All that has changed in the last few decades, as symbolized by the Iranian Revolution.

The foundation of the Sunni Muslim revival was laid in 1928, when Egyptian Hassan al-Banna noted that the Muslim nation ("ummah") must have a caliph, the religio-political leader who is the successor of Muhammad, and there hadn't been one since Kemal purported to abolish the caliphate in 1924.  Hassan al-Banna founded the Muslim Brotherhood, the ideological mother of all Sunni jihad groups in the world, including Hamas, Al Qaeda, Boko Haram, and the Islamic State of Iraq and Syria (ISIS).  Turkey was long the secularist bulwark of the Sunni-Muslim world, but Turkish dictator Recep Tayyip Erdoğan, who has assumed absolute control over the country subsequent to a failed coup last summer, has abandoned secularism and is rapidly re-Islamizing Turkey.

But nowhere has revivified Muslim fundamentalism taken hold as thoroughly as in post-Pahlavi Iran.  And because Iran is the most populous and most heavily Shia Muslim nation, its radicalization has radicalized the Shia Muslim population throughout the region. 
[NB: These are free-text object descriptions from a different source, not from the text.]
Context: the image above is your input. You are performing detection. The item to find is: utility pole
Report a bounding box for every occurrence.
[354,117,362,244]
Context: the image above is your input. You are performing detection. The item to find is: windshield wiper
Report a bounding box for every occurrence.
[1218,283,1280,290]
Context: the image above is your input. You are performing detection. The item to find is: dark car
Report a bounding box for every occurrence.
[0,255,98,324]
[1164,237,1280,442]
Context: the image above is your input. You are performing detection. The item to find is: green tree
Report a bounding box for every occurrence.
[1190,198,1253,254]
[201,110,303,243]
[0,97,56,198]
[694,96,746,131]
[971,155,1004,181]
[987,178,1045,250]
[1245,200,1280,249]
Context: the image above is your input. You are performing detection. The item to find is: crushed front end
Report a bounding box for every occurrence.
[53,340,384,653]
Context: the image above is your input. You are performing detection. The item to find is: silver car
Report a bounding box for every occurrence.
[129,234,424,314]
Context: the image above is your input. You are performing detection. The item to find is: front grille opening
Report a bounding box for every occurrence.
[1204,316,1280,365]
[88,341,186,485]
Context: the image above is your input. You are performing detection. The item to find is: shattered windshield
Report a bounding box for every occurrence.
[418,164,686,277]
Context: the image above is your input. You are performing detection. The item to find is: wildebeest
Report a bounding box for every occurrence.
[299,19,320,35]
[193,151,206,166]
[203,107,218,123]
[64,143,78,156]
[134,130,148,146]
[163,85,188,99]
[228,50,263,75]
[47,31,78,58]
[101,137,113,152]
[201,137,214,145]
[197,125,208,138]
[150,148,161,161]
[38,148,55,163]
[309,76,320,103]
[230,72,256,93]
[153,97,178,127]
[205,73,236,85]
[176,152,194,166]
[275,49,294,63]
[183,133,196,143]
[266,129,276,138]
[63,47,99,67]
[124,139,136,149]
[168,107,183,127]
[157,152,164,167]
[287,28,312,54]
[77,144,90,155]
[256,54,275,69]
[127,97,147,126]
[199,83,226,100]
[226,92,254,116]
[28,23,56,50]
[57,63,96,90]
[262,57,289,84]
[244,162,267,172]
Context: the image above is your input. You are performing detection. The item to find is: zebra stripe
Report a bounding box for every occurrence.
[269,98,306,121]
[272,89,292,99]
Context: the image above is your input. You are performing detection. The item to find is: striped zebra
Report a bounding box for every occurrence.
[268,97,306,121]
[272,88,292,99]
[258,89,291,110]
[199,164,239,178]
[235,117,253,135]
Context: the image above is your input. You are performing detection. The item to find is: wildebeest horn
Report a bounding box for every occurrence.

The West is thus far without a cogent response to the Muslim revival.  Most Western leaders refuse even to acknowledge the nature of Islam as an aggressive, dangerous, totalitarian religio-political ideology.  Civilizational exhaustion, drastic demographic decline, and the degeneracy of its political class leave the West without an answer to a resurgent, self-confident Islam.  Our civilizational prognosis looks dim.